You Never Know by W. D. Foster-Graham

You Never Know by W. D. Foster-Graham

Author:W. D. Foster-Graham [Foster-Graham, W. D.]
Language: eng
Format: epub
ISBN: 9781546257530
Publisher: AuthorHouse
Published: 2018-09-28T04:00:00+00:00


Douglass Merrill Edwards

Whenever Mom was angry with me about something, she never failed to drag out “the story” of December 7, 1959—the night I was born. Eleven inches of snow were on the ground, the blowing and drifting kind that had fallen the day before. The temperature was -21. Wind-chill factors weren’t in common usage in weather reports back then, but Mom dramatically griped about how it felt like -50 outside. On top of that, I was two weeks overdue. Nothing was going right for her, she moaned. Dad took forever digging the car out from all the snow and getting the ice scraped off the windows and windshield. He drove too slowly to the hospital, and it was his fault for fishtailing on ice patches along Park Avenue when she screamed at him to speed up. The hospital room was too cold—I would have given her that one if it had been the old Hennepin County General Hospital, but Swedish Hospital was in better shape. The nurses didn’t get her ice water when she wanted it.
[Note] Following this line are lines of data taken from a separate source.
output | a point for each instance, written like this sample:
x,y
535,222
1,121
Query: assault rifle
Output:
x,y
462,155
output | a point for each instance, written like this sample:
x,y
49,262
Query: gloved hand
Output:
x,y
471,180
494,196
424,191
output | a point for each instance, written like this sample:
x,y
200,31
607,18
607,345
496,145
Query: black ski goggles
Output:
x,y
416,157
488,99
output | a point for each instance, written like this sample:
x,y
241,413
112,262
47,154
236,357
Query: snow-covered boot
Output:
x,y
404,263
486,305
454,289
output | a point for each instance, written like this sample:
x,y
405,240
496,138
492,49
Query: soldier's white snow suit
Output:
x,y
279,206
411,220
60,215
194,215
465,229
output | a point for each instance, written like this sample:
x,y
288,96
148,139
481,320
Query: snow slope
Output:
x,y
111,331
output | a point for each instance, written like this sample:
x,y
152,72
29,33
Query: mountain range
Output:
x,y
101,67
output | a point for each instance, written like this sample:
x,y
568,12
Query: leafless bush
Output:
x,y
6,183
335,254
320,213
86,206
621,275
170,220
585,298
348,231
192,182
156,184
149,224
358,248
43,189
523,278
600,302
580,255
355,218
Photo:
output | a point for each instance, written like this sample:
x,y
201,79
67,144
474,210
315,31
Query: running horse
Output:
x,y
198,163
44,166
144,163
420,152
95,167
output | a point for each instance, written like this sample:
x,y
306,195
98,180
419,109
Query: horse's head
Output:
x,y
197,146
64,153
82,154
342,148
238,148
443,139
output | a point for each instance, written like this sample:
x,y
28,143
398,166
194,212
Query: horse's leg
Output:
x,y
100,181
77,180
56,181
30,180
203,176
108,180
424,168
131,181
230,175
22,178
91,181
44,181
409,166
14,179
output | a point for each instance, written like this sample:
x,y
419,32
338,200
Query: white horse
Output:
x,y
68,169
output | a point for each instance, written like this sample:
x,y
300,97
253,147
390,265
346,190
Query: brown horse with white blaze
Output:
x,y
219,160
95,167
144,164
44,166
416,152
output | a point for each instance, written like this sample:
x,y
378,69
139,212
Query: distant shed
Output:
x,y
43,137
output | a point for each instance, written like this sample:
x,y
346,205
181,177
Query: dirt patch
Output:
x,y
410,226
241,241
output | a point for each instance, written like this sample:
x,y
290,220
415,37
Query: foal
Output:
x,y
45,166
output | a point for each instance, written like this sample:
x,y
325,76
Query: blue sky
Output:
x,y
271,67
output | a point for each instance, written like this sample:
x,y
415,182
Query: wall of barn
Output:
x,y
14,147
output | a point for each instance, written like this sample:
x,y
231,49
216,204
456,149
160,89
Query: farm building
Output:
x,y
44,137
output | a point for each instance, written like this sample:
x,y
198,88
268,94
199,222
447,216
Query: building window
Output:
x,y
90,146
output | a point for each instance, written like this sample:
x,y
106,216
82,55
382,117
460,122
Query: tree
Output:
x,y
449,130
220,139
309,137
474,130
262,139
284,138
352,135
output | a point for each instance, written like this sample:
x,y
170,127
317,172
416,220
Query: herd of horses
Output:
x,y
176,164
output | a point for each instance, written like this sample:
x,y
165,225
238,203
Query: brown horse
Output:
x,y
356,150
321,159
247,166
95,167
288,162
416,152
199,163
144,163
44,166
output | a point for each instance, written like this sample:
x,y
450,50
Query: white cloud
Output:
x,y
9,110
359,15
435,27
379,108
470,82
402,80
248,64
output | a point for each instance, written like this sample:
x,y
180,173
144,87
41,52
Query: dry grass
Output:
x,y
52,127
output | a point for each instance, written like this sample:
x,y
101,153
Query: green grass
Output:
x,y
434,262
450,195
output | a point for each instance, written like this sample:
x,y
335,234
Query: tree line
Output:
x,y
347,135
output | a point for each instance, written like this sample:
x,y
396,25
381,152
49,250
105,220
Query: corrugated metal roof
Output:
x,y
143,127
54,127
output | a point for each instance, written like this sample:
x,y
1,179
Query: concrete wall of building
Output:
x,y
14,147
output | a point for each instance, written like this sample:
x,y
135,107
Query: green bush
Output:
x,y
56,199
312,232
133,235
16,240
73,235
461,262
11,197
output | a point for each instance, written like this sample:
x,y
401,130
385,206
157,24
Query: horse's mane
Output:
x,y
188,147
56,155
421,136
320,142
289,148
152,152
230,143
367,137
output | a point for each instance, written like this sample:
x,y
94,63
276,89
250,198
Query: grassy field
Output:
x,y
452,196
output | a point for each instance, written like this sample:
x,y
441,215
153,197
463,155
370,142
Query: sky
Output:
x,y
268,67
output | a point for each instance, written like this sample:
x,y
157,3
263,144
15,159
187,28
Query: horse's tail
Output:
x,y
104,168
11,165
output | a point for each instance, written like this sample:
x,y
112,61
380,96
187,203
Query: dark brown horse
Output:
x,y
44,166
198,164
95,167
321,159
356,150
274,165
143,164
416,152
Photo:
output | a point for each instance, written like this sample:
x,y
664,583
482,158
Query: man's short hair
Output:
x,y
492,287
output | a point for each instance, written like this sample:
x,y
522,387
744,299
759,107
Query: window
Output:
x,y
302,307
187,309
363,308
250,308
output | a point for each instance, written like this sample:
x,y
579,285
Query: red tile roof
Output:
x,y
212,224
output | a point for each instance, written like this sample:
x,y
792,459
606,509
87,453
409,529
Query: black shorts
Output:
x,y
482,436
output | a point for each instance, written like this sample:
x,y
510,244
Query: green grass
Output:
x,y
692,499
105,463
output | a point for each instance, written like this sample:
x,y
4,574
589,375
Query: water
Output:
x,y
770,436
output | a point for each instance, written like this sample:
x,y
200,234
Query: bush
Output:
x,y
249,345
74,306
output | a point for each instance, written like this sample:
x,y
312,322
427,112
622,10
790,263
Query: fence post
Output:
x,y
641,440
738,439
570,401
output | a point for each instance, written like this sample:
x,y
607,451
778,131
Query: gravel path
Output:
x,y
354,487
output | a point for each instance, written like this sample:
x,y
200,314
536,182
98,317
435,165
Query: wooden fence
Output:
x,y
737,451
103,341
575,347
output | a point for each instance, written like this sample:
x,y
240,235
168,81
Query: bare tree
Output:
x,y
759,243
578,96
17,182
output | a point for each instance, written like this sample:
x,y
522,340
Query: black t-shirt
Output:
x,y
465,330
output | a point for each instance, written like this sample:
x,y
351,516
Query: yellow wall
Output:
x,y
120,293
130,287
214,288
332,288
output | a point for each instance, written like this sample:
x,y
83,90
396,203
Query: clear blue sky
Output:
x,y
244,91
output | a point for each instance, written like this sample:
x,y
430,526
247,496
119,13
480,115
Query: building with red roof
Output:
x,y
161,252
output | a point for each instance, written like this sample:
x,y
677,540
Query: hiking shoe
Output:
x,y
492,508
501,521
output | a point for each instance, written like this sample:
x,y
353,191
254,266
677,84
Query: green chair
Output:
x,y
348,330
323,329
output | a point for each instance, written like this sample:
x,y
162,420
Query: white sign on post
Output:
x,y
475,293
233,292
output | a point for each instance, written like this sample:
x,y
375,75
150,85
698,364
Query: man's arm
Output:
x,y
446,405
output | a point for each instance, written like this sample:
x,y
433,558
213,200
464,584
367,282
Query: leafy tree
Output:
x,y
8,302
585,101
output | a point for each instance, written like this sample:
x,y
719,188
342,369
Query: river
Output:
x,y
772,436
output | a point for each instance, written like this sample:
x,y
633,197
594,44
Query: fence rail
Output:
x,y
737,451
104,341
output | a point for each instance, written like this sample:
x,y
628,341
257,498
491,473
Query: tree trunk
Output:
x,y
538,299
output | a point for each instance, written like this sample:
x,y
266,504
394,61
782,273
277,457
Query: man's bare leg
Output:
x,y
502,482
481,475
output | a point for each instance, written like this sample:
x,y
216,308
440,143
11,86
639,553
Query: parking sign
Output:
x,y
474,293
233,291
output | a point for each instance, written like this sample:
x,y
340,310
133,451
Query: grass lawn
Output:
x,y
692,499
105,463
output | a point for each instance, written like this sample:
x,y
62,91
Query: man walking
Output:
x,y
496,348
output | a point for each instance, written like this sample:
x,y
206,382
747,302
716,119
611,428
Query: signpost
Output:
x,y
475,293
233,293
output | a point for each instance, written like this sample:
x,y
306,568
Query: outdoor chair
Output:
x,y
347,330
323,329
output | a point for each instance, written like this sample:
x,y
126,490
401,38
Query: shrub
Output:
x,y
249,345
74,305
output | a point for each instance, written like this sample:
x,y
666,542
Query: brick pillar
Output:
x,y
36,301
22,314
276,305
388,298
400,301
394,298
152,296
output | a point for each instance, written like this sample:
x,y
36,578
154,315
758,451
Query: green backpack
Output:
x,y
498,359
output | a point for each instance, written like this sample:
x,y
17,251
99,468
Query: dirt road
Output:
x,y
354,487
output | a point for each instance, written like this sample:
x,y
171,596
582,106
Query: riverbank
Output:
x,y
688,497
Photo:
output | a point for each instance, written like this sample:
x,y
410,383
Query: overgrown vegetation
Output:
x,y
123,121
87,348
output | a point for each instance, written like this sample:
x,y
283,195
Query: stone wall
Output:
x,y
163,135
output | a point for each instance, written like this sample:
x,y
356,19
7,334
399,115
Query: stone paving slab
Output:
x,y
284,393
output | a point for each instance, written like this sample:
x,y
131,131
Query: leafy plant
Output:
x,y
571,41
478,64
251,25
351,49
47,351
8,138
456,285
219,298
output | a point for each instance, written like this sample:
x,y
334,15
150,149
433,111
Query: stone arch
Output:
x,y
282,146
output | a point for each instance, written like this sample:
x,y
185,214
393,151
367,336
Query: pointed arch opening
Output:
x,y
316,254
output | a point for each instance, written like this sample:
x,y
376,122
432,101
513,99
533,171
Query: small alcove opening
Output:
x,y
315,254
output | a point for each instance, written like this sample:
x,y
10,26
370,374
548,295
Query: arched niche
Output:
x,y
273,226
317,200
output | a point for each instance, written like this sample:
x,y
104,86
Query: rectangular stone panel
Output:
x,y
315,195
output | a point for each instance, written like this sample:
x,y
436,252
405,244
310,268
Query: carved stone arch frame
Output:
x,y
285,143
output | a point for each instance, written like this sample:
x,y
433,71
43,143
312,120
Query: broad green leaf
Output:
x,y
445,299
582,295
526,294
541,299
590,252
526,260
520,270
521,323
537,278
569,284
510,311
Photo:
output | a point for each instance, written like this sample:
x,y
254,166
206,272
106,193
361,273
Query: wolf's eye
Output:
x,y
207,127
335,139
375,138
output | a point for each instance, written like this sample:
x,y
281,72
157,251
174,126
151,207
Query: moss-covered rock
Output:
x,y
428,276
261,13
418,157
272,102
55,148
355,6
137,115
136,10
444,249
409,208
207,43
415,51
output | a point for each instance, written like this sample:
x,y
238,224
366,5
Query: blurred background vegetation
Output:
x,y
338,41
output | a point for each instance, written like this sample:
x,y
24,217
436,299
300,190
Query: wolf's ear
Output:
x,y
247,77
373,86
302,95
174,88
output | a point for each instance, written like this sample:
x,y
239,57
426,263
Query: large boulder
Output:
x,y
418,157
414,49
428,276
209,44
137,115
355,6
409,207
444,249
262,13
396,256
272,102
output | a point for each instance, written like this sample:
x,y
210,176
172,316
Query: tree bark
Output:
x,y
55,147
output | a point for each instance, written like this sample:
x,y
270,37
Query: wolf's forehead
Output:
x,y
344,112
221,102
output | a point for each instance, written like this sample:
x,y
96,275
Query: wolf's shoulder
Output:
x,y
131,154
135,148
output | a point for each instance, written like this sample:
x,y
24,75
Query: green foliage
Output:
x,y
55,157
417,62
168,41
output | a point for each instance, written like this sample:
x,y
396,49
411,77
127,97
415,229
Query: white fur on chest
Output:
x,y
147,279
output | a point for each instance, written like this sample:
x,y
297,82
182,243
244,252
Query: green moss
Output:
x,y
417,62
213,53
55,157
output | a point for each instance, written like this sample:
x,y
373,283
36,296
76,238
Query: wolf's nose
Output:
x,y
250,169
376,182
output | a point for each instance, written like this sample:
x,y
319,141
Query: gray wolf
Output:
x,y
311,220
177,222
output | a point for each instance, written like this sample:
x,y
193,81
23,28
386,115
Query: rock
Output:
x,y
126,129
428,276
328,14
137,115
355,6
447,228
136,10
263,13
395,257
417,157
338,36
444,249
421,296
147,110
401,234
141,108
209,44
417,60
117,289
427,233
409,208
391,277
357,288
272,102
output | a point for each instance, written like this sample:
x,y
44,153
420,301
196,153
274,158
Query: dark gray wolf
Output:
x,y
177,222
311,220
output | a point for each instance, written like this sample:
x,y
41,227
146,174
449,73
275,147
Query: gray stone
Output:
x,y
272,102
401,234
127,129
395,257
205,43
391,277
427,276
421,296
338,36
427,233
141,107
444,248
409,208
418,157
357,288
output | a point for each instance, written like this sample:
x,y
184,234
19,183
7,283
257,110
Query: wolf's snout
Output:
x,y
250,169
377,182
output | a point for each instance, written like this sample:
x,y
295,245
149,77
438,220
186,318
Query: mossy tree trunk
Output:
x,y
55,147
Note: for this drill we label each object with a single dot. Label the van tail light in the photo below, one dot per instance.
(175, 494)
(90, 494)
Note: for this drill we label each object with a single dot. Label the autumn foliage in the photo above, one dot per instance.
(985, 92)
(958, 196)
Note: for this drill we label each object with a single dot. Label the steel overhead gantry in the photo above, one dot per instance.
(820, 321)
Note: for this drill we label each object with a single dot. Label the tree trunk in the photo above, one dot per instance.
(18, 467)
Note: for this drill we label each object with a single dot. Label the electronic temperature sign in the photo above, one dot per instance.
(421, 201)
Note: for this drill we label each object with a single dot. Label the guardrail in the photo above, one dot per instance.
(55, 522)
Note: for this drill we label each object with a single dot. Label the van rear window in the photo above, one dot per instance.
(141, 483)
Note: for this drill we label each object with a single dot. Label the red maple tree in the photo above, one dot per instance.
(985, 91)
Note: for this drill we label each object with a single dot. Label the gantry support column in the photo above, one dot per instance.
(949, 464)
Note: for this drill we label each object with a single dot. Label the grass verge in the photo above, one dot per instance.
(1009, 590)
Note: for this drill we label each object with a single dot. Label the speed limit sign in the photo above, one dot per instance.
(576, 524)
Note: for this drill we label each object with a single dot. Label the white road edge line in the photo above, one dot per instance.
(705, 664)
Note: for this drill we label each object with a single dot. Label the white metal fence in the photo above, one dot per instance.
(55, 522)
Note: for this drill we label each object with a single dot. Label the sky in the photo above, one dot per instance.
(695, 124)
And then, of course, there were the graphic descriptions of the thirty-two hours of gut-wrenching pain she endured. Growing up, I continued to be amazed at how frequently she managed to tell me this story while I was eating.

Personally, I thought Mom lived for the drama of that day. It was something to hold over my head for the rest of her life. She had a heavy alto voice, the kind that reverberated off the walls. According to her, the staff on the maternity ward had to wear earplugs from all the screaming she did in there. When I arrived at 9:30 p.m. that night, she grumbled that it was my fault I weighed nine pounds, ten ounces. Well, maybe not entirely—she blamed Dad for that, too, given the Edwards track record.

When I was still living at home, I almost begged her to take out the belt and spank me—that was more, shall I say, merciful than hearing “the story.” When Darius came along three years later, there were some variations. Since he was born in August, the temperature was 97, and the air conditioning in the car broke down. She was in labor twenty-six hours, and he weighed in at ten pounds, three ounces. In other words, he was a sitting duck for “the story.” In later years, if Mom did this at family gatherings, Uncle Eli or Auntie Donna would step in and say, “Xenobia, give it a rest,” and that would be the end of it. Dad would take her aside sometimes, as well, but then she’d lay into him.

No, no, no. No kids for me, and no marriage, I promised myself. If that was what I had to look forward to, I wasn’t having it. Dad was a cool dude to know, but even though she was Mom, I didn’t understand why he had married her. Dad waited a little longer to get married than Auntie Debbi and Uncle Eli, and he was already doing well working for Grandpa.